Which variety of speech?
The particular world language at the heart of this series of articles (English Speech Sounds 101), and this website, is English. There are, of course, many varieties of English: American English, Australian English, Caribbean English, Singaporean English, Nigerian English, and so on.
Whilst all are recognizable as ‘English’, these different varieties will differ subtly in their grammar and/or vocabulary. Similarly, they will differ in the way words are pronounced, i.e. they will be spoken with a different accent.
Of course, even within each overarching category there will be many differences. For instance, speakers of ‘American English’ may share the same grammar and vocabulary but pronounce words differently – with different accents. For example, the sound ‘th’ as it appears in the word think is likely to be produced differently by speakers on the West coast and East coast of the USA. Native West coast speakers are more likely to produce ‘th’ as a long, continuous sound with the tongue tip between the upper and lower incisors. For some East coast speakers, however, ‘th’ is not a long, continuous sound but is produced as a short, clipped sound, more akin to ‘t’ (i.e. think sounds similar to tink). A further example is that, whereas speakers with a Midwestern accent typically use two different vowels to distinguish between the words cot and caught, speakers with a Californian accent typically pronounce both words the same.
In order to standardize our approach, we will be referring to two broad types of English throughout: General American (GA) and Standard Southern British English (SSBE). These are varieties that are widely used in broadcasting in America and England respectively and which are frequently used to teach the language to non-native speakers. If you speak a different variety of English you will still find these articles extremely valuable. This is because the principles governing the production of speech sounds, and how their pronunciation can change within single words and within a sequence of words spoken rapidly, are applicable to a wide variety of spoken English.
Phonology and phonetics
The study of speech can be divided into two domains: phonology and phonetics.
Phonology is the study of the systematic organization of speech sounds in languages and of the rule system that governs how particular speech sounds are used to produce meaningful words. For example, there is a phonological rule that says that the sound ‘ng’ (as in the words wing, sing and ringing) can never appear at the beginning of syllables in English. This means, therefore, that there can be no English words that start with ‘ng’. Similarly the rules of English phonology do not allow the two speech sounds ‘d’ and ‘g’ to go together at the end of a syllable. The implication of this is that there are no English words ending with the sound sequence ‘dg’. These phonological rules can differ from language to language.
Phonology, however, is not our current concern. This series of articles (English Speech Sounds 101) focuses on phonetics and, in particular, articulatory phonetics.
Phonetics is the study of speech sounds themselves: their physical properties, how they are produced by the vocal tract, and how people perceive these sounds. Typically this domain is subdivided as follows.
Acoustic phonetics is the study of the physical properties of speech sounds made by the human vocal tract. Computer software programs are used extensively to analyze properties such as the duration of a speech sound, its frequency (pitch), its intensity (amplitude), and similar.
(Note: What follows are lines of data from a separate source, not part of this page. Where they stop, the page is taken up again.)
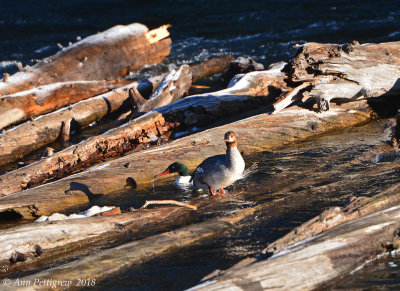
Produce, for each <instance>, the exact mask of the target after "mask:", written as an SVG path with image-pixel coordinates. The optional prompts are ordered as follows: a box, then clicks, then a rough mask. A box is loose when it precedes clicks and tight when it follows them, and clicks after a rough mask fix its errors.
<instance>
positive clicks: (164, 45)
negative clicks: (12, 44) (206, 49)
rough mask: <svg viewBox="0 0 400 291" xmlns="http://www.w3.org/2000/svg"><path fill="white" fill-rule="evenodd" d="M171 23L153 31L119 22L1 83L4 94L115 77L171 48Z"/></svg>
mask: <svg viewBox="0 0 400 291" xmlns="http://www.w3.org/2000/svg"><path fill="white" fill-rule="evenodd" d="M168 36H169V32H168V31H167V26H162V27H160V28H158V29H154V30H151V31H149V30H148V28H147V27H146V26H144V25H142V24H139V23H134V24H130V25H126V26H123V25H118V26H115V27H112V28H110V29H108V30H106V31H104V32H102V33H99V34H96V35H92V36H89V37H87V38H85V39H83V40H81V41H79V42H77V43H75V44H73V45H71V46H69V47H68V48H65V49H63V50H61V51H60V52H58V53H57V54H55V55H54V56H51V57H48V58H46V59H44V60H43V61H41V62H39V63H37V64H36V65H34V66H33V67H31V68H25V70H24V71H21V72H18V73H16V74H14V75H12V76H10V77H9V78H8V79H7V82H4V81H5V80H3V82H2V83H0V96H4V95H9V94H13V93H16V92H19V91H24V90H28V89H31V88H34V87H38V86H42V85H46V84H53V83H58V82H67V81H78V80H81V81H90V80H112V79H115V78H117V77H123V76H126V75H127V74H129V72H131V71H135V70H137V69H139V68H141V67H143V66H144V65H146V64H155V63H159V62H160V61H162V60H163V59H164V58H165V57H166V56H167V55H168V54H169V52H170V50H169V45H170V44H171V39H169V38H167V37H168Z"/></svg>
This field of study is informed by an understanding of physics.
Auditory phonetics is the study of how people perceive speech sounds. It investigates how people recognize speech sounds – as distinct from other sounds in the environment – and how they interpret them. This field of study is informed by psychology (which seeks to describe the complex psychological processes involved in decoding spoken language) and neurology (which seeks to understand how speech and language is processed in the brain).
Articulatory phonetics is the study of how the human vocal tract is used to produce speech sounds. It examines the ways in which one speech sound differs from another.
Our purpose, in this series of articles (English Speech Sounds 101), is to identify all those sounds that are considered to be English speech sounds. Consequently, we will draw on understandings gleaned from the field of articulatory phonetics. We will see that there is a limited number of speech sounds and that these are divided into two categories, vowels and consonants. We will provide descriptions of the articulation of both types and draw on the concepts of voicing, manner and place of articulation to distinguish between individual speech sounds. We will see that the pronunciation of speech sounds is not always constant. They may vary according to the context in which they occur. These variations are known as allophones and we will discuss and exemplify several of these variant sounds.